/sgx-spark

SGX-Spark

Primary LanguageJavaApache License 2.0Apache-2.0

Sgx-Spark

This is Apache Spark with modifications to run security sensitive code inside Intel SGX enclaves. The implementation leverages sgx-lkl, a library OS that allows to run Java-based applications inside SGX enclaves.

Docker quick start

This guide shows how to run Sgx-Spark in a few simple steps using Docker. Most parts of the setup and deployment are wrapped within Docker containers. Compliation and deployment should thus be smooth.

Preparing the Sgx-Spark Docker environment

  • Clone this Sgx-Spark repository

  • Build the Sgx-Spark base image. The name of the resulting Docker image is sgxpsark. This process might take a while (30-60 mins):

      sgx-spark/dockerfiles$ docker build -t sgxspark .
    
  • Prepare the disk image that will be required by sgx-lkl. Due to restrictions of Docker, this step can currently not be implemented as part of the above Docker build process. Thus, this step is platform-dependent. The process has been successfully tested on Ubuntu 16.04 and Arch Linux:

      sgx-spark/lkl$ make prepare-image
    
  • Create a Docker network device that will be used for communication by the Docker containers.
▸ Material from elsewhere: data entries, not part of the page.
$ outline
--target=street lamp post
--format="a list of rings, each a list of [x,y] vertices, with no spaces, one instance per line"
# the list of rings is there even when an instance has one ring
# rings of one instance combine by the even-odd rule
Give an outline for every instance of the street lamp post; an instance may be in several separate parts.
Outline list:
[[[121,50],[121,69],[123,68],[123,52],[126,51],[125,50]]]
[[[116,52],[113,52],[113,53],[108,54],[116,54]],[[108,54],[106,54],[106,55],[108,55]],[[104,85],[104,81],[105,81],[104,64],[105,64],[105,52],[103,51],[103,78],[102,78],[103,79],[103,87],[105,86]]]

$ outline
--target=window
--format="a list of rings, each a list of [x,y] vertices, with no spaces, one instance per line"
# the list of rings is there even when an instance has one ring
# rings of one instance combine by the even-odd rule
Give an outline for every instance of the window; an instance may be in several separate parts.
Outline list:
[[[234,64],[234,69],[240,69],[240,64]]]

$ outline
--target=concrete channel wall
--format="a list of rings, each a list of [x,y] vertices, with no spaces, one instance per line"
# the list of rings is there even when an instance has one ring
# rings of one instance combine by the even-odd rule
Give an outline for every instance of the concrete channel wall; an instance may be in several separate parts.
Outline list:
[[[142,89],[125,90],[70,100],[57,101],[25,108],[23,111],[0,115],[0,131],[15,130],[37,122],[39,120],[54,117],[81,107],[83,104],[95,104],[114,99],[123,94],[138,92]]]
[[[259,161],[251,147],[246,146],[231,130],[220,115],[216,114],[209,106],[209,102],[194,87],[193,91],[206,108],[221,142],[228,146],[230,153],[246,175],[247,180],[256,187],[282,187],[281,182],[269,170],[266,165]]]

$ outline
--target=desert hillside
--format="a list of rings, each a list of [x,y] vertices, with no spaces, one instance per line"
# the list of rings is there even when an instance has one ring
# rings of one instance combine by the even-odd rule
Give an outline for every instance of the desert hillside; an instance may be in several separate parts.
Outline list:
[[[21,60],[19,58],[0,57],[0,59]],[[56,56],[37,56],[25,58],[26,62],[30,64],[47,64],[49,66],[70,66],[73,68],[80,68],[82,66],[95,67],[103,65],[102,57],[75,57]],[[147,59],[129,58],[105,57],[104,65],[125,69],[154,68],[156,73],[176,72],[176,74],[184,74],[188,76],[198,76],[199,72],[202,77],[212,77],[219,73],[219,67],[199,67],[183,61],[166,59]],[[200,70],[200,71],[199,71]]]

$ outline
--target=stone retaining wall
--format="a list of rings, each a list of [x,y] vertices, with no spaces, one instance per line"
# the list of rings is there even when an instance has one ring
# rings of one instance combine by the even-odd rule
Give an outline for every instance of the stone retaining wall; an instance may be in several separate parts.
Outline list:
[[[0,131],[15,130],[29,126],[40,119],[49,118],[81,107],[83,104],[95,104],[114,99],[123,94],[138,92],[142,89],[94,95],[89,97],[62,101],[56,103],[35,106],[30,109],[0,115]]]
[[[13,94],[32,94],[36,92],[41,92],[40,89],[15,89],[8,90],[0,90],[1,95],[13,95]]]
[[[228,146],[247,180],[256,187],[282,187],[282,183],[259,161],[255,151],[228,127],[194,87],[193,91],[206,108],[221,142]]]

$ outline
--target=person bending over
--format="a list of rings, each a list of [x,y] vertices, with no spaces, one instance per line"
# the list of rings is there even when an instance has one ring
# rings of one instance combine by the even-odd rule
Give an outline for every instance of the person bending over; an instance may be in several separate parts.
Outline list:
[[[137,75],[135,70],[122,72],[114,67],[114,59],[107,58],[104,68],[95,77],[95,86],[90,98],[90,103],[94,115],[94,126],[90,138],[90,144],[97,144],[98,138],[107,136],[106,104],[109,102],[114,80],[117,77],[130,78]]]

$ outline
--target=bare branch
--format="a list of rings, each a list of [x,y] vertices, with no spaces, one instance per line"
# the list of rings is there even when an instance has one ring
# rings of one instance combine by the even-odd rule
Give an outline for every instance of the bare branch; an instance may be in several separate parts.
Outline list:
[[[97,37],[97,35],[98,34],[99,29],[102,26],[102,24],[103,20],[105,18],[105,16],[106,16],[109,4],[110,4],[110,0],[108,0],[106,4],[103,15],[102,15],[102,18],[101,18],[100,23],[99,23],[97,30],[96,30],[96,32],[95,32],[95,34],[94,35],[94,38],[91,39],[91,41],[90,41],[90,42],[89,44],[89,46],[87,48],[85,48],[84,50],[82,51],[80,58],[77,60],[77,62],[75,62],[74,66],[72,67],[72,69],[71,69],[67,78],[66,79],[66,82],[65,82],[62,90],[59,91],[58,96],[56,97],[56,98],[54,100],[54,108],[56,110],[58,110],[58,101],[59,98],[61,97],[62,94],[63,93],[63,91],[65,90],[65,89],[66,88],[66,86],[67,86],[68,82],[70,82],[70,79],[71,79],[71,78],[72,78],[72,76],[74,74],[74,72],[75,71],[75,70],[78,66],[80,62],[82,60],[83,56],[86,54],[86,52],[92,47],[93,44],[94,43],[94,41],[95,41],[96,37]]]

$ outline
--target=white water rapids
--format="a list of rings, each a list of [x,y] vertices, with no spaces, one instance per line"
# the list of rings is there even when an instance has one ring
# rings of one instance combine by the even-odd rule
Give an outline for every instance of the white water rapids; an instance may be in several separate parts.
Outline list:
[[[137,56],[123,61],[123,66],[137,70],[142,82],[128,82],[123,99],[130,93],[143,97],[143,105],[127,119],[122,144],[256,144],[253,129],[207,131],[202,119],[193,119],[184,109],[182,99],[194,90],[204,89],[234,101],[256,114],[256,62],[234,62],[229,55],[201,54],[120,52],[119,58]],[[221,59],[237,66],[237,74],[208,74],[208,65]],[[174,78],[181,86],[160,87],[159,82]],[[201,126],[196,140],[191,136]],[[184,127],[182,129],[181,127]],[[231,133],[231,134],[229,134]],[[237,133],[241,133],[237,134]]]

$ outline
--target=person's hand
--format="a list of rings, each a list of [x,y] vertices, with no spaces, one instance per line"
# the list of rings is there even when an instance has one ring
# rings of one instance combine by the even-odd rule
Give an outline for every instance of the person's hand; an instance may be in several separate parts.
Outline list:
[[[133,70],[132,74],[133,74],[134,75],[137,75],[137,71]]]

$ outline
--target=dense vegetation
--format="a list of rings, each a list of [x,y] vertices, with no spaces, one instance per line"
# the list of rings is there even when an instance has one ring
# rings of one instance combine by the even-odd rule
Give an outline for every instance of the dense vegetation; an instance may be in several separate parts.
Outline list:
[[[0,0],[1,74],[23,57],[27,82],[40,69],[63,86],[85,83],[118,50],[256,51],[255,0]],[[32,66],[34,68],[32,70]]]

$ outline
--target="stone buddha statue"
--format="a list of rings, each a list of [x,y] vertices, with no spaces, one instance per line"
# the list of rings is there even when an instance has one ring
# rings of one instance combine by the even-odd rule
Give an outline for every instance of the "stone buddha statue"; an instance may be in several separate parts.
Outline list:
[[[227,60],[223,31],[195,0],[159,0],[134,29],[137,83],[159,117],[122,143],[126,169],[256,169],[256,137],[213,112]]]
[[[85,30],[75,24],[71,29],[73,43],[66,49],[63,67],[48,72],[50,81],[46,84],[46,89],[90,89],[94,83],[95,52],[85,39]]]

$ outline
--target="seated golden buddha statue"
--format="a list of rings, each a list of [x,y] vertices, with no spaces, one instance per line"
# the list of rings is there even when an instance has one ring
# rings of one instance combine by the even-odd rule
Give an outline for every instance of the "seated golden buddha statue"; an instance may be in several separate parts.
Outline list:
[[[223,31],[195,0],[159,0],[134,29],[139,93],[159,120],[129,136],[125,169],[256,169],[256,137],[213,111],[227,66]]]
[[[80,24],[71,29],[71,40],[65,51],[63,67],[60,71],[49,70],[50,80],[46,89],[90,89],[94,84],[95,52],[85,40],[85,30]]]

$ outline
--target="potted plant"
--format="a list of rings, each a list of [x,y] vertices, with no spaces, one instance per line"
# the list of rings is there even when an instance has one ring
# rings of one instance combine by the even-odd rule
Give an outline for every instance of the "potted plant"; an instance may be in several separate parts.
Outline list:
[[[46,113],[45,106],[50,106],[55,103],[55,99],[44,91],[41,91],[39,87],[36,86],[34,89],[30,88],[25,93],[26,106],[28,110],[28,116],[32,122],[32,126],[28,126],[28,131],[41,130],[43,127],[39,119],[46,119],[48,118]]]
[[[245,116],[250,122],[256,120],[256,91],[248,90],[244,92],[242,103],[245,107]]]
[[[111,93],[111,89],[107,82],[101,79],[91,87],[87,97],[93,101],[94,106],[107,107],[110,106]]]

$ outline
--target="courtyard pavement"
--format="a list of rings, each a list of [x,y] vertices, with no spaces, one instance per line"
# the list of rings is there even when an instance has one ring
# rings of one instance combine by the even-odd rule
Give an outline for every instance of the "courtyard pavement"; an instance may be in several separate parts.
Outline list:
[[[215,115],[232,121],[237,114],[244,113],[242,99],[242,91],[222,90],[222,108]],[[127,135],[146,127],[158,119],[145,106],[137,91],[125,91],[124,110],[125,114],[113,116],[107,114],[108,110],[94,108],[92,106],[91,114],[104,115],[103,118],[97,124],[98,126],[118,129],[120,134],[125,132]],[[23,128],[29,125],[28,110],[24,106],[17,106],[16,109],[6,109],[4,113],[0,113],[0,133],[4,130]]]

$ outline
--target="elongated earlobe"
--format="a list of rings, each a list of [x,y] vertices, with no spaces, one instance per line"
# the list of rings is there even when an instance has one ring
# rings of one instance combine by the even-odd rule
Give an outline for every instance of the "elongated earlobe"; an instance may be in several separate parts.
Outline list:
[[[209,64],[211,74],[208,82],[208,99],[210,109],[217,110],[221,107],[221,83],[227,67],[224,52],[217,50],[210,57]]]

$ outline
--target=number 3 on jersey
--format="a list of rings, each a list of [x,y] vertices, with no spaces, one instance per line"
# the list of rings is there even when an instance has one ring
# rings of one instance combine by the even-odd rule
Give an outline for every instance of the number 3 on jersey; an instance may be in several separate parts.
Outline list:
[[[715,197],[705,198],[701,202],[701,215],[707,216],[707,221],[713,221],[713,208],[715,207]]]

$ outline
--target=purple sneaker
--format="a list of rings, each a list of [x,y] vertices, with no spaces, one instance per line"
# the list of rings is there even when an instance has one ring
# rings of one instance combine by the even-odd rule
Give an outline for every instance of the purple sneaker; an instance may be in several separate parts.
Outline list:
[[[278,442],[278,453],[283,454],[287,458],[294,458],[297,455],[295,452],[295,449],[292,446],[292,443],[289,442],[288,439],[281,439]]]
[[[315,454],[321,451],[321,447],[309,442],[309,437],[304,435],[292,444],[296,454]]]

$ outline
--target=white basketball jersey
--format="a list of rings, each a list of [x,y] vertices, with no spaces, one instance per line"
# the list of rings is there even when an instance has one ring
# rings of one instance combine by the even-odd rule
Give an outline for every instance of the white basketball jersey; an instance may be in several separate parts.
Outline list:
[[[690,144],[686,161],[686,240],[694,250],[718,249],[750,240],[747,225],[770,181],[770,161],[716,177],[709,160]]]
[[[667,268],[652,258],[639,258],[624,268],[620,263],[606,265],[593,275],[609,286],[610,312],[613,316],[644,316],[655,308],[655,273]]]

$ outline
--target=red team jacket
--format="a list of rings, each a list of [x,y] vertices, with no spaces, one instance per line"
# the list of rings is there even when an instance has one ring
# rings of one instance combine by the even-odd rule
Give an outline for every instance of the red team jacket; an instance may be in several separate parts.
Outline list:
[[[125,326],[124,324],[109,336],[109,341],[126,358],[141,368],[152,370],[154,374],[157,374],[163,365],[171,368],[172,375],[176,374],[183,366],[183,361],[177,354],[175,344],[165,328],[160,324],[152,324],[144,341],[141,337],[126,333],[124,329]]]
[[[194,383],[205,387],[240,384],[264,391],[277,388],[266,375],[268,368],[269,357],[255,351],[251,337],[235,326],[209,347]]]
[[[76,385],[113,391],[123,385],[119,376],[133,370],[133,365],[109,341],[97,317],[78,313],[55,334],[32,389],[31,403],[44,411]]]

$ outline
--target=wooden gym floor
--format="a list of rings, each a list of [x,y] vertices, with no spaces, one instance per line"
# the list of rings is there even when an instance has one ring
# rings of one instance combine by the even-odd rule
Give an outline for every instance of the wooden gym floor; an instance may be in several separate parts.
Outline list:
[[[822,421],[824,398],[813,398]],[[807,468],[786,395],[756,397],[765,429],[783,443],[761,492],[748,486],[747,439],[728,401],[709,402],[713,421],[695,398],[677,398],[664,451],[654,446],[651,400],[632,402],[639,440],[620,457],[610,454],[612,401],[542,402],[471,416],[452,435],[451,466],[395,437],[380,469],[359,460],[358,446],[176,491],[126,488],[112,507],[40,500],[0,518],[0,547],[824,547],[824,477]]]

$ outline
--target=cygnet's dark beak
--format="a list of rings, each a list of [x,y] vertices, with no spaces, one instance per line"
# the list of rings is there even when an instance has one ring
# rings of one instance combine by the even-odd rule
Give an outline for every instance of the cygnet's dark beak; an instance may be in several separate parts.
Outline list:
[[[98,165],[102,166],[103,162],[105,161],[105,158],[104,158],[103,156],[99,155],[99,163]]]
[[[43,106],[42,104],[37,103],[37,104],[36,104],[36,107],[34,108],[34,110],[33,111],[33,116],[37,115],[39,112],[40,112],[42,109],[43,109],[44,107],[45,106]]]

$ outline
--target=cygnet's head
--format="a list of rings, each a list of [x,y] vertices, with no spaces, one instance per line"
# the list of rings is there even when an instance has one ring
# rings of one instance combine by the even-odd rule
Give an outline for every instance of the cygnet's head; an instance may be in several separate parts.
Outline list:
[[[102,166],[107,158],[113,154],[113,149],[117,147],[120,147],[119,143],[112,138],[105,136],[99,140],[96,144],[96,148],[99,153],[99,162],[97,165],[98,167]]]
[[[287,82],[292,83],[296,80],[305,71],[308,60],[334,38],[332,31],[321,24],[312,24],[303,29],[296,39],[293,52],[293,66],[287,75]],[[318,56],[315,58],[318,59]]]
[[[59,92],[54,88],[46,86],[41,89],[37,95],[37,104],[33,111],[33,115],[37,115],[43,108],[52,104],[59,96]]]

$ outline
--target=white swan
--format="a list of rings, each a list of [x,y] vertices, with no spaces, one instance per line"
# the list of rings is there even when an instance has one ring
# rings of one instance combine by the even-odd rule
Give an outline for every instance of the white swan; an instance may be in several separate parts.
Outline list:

Note that by creating a user-defined network, Docker will create an embedded DNS server so that workers can find the Spark master by name.

      sgx-spark$ docker network create sgxsparknet
    

Running Sgx-Spark jobs using Docker

From within directory sgx-spark/dockerfiles, run the Sgx-Spark master node, the Sgx-Spark worker node, as well as the actual Sgx-Spark job as follows.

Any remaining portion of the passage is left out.